Why AI Projects Fail and How to Ensure Success
Strategies for success in AI implementation
Continual advancements in artificial intelligence are leading to an increasing number of companies adopting AI, and other related technologies, across a variety of sectors.
Despite this surge in adoption, some experts suggest that the failure rate of AI projects can be as high as 85%.
I have to admit that I was more than a little surprised by this figure: despite knowing the significant difficulties that can be associated with these technologies, I would have suspected that it was much lower.
Having said that, let’s look at 4 key reasons behind these high failure rates, before discussing our 8 strategies for mitigating the underlying risks.
Identifying the Reasons Behind the High Failure Rate
1) Unclear or Misaligned Objectives:
A common pitfall in AI projects is not only the setting of unclear objectives but also the failure to align these objectives with the core strategic needs of the business.
One reason AI solutions become misaligned with the business objective is when they are developed in isolation from the broader business context: which can lead to mismatches between the technical capabilities of the AI and the actual needs of the company.
Even if a team develops a technically sophisticated AI solution, it will likely fail if it does not address a genuine business need. Ensuring that every AI project starts with a clear understanding of the specific business problems it aims to solve is crucial for its success.
2) Lack of Quality Data
Effective AI requires high-quality data: the old adage of “garbage in, garbage out” is apt here.
There are many aspects to what makes quality data and many ways (sometimes quite subtle) in which data can inadvertently become a problem.
This is something that I could dedicate a separate article to, but to summarise a few of the issues:
Incomplete Data: Missing critical information can lead to poor model performance.
Inconsistent Data: Variations in format or conflicting values confuse models.
Biased Data: Non-representative data can reinforce stereotypes and make unfair decisions.
Noisy Data: Random errors or irrelevant information obscure true patterns.
Lack of Diversity: Data that doesn’t cover all scenarios leads to poor generalisation.
Outdated Data: Stale data fails to capture current trends, leading to inaccurate predictions.
Small Datasets: Insufficient data doesn’t allow the models to learn effective learning or to generalise well.
3) Resistance to Change
The adoption of AI can necessitate significant changes in existing business processes, which may encounter resistance from employees who are unprepared for the transition.
We have to remember that there is more to the success of AI projects than just the technical solution, particularly when we are looking to change existing processes: being mindful of the human side of any organisation is critical.
Effective communication and engagement with all stakeholders are key to facilitating a smooth transition and ensuring the success of any AI project.
4) Insufficient Technical Expertise
A lack of necessary technical knowledge can result in AI systems that are poorly designed and do not meet the intended business needs.
AI projects are inherently complex due to their technical demands as well as their need for a deep understanding of the underlying business problem (by the technical team).
This complexity can lead to mistakes, especially if the project tackles a novel use case or if the technical team lacks experience.
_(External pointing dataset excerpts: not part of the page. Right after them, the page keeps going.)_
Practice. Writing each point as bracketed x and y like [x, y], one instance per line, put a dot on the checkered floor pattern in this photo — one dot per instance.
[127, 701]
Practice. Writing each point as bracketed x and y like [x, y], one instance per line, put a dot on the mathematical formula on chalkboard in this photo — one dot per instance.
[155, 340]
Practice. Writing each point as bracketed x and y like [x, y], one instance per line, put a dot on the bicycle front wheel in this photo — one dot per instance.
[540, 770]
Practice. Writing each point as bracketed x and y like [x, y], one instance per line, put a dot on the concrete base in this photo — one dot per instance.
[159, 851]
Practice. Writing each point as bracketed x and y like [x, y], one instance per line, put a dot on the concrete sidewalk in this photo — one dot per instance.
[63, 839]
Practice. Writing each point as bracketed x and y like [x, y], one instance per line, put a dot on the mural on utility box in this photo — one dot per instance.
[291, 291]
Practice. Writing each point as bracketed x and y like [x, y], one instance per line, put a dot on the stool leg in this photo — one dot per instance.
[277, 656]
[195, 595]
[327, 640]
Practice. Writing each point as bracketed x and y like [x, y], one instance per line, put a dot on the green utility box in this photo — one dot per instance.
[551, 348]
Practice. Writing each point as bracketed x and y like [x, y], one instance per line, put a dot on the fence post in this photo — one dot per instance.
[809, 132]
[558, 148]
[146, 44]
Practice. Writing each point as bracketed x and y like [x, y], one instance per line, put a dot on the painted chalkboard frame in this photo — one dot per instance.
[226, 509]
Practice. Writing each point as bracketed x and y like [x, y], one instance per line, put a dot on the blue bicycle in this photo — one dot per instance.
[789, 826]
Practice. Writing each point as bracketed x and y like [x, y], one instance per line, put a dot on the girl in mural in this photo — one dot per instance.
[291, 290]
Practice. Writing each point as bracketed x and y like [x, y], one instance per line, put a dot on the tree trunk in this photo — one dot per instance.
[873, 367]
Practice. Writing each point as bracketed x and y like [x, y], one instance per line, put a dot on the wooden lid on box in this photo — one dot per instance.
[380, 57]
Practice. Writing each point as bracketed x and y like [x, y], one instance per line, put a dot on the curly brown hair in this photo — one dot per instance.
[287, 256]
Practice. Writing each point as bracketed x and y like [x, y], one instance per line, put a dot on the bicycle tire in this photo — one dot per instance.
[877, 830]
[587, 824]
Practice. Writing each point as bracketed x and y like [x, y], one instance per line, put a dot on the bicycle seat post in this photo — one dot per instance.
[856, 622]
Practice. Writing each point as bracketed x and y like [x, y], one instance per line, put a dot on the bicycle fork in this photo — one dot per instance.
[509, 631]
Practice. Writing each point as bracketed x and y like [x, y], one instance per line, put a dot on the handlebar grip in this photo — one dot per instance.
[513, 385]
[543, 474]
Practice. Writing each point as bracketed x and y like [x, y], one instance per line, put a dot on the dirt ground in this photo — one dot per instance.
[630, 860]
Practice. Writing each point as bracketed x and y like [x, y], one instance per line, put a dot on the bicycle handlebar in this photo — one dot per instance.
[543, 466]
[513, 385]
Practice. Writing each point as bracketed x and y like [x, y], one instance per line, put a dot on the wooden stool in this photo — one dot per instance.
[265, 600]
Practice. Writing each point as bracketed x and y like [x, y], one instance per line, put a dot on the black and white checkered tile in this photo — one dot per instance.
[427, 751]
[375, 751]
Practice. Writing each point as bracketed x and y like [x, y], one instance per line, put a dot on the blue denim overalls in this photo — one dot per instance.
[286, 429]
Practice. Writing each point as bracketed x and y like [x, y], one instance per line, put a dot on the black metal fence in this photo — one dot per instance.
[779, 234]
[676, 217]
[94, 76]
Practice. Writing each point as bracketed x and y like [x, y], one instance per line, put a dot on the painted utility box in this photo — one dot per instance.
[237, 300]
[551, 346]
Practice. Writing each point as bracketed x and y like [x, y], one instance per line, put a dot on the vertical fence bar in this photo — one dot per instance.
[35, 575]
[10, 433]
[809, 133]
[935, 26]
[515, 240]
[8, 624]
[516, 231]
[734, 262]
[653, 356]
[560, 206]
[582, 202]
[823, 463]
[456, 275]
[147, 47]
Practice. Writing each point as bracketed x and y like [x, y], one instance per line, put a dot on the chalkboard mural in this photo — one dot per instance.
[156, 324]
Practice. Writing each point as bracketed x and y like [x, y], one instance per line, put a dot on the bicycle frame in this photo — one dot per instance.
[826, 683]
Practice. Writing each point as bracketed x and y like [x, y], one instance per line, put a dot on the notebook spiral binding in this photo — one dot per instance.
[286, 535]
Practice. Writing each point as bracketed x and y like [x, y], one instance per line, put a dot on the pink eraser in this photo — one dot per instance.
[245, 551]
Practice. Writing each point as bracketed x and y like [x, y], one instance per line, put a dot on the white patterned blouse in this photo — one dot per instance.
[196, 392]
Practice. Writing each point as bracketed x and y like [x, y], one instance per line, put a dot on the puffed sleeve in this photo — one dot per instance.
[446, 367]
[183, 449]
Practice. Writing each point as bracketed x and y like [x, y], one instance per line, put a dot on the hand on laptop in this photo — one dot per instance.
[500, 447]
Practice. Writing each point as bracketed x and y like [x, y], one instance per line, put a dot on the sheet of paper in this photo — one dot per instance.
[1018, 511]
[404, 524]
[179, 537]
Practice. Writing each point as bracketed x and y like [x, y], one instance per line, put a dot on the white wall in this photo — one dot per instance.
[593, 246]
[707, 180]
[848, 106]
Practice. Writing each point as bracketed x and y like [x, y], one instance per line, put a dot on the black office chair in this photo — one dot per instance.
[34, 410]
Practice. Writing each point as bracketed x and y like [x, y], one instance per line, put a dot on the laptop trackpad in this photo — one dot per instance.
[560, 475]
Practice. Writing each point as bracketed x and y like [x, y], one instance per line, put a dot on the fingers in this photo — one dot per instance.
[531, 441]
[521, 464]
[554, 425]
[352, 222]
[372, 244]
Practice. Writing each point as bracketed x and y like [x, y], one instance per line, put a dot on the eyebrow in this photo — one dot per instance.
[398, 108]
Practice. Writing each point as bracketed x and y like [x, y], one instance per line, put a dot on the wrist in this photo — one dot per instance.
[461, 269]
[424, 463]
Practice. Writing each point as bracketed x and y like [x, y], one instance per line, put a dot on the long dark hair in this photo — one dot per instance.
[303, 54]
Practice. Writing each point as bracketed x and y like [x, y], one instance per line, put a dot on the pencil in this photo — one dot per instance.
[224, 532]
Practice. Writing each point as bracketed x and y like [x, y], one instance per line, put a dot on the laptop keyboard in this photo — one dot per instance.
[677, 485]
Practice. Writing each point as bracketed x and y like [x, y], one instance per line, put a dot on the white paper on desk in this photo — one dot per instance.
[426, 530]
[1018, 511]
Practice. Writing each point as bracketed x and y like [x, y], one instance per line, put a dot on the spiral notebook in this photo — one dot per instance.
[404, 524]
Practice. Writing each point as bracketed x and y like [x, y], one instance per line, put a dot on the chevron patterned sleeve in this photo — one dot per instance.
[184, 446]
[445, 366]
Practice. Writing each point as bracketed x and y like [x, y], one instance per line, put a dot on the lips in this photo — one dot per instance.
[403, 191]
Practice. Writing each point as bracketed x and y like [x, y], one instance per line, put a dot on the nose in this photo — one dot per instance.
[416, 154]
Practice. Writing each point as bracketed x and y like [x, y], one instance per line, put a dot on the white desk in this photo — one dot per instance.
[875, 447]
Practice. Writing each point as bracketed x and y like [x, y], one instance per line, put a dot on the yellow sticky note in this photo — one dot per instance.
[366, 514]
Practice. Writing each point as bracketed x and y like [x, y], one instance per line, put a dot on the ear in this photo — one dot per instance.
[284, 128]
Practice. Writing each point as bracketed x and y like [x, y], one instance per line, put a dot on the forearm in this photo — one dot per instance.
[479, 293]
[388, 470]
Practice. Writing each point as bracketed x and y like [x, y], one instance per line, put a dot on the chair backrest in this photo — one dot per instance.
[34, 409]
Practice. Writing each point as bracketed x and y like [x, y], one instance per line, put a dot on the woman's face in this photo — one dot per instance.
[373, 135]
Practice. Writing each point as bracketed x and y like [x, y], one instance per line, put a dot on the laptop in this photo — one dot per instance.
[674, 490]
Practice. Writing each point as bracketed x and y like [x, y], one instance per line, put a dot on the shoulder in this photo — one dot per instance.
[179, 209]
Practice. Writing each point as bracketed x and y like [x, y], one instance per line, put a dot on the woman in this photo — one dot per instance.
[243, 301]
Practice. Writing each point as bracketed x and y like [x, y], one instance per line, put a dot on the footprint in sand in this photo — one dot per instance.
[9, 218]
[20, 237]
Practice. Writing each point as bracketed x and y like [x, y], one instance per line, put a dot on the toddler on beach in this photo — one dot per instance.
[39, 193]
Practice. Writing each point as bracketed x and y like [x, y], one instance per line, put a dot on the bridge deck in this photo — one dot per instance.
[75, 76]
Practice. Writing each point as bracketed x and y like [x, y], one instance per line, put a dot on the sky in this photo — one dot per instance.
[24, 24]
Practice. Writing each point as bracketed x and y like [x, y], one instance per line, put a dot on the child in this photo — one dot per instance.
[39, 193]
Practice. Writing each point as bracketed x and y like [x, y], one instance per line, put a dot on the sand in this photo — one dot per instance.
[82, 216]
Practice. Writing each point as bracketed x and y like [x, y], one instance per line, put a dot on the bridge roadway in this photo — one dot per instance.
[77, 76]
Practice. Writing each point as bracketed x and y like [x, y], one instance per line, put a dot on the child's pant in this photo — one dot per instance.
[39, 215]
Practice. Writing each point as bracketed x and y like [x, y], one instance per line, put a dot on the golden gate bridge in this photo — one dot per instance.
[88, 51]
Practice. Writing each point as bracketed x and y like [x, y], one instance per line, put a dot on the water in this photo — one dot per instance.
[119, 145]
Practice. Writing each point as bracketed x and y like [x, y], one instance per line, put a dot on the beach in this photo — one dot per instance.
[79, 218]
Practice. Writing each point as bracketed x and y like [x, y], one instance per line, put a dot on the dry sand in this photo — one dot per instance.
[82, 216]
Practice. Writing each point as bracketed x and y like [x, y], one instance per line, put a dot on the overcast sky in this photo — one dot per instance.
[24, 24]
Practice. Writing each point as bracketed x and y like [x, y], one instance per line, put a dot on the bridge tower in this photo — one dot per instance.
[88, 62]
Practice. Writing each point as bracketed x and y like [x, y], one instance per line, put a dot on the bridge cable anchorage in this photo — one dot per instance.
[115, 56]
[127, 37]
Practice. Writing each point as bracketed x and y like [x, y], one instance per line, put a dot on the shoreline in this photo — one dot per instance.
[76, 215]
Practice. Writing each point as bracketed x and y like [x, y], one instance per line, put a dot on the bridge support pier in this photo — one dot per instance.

Strategies for Mitigating Risks in AI Projects
Mitigating risks in AI projects requires a strategic approach that addresses both technical and non-technical challenges.
Here are 8 of the key strategies we use to help mitigate risks and enhance the success of AI projects:
1) Early Problem Identification and Mitigation
In the initial planning phase, we use our expertise to foresee potential issues and develop strategies to mitigate them before the project begins.
These potential issues can cover a range of areas, from data quality, integration risks, etc., this proactive approach helps prevent costly delays and ensures a smoother project execution.
2) Multi-Stage Risk Mitigation
One very effective strategy for reducing risk is to approach an AI project in multiple stages: this works particularly well for more risky projects, such as those where the team is attempting a new use case where they have little or no prior experience.
Feasibility Studies: Conduct initial studies with minimal investment to assess the project's viability. If a project is likely to fail, we advise halting further investment to conserve resources.
Proof of Concept (PoC): Develop a PoC to demonstrate the project's practicality with minimal resources before committing to full-scale deployment.
3) Business Alignment and Clear Objectives
For any successful AI project, we need to establish clear, measurable objectives and ensure they align with wider business goals. This sounds pretty easy, but very often this is never done either because the technical team assumes they know best or because of the siloed setups of the teams.
Many of the companies that successfully implement AI within their business avoid siloing their technical teams and instead bring them closer to their business Subject Matter Experts (SMEs) (e.g. Data Scientists and SMEs as part of a multi-disciplinary team).
If you’re a business leader with in-house technical expertise you might want to think about how to achieve this within your business.
4) Data Management Strategy
We emphasise the importance of robust data management, ensuring AI models are built on reliable and comprehensive datasets.
Part of this also relates to examining any potential biases that might exist within your data and developing strategies to deal with those.
5) Change Management
Change management is often overlooked as a means to helping AI projects succeed, but it is one of the most important, particularly to ensure longer-term success.
Even if an AI project produces the exact technical output that is needed, unless it is embraced by the team it can risk failure in the long-term.
The exact change management strategy is dependent on the type of AI implementation, e.g. whether it's enhancing job efficiency with supportive tools or transitioning employees to higher-value tasks through automation.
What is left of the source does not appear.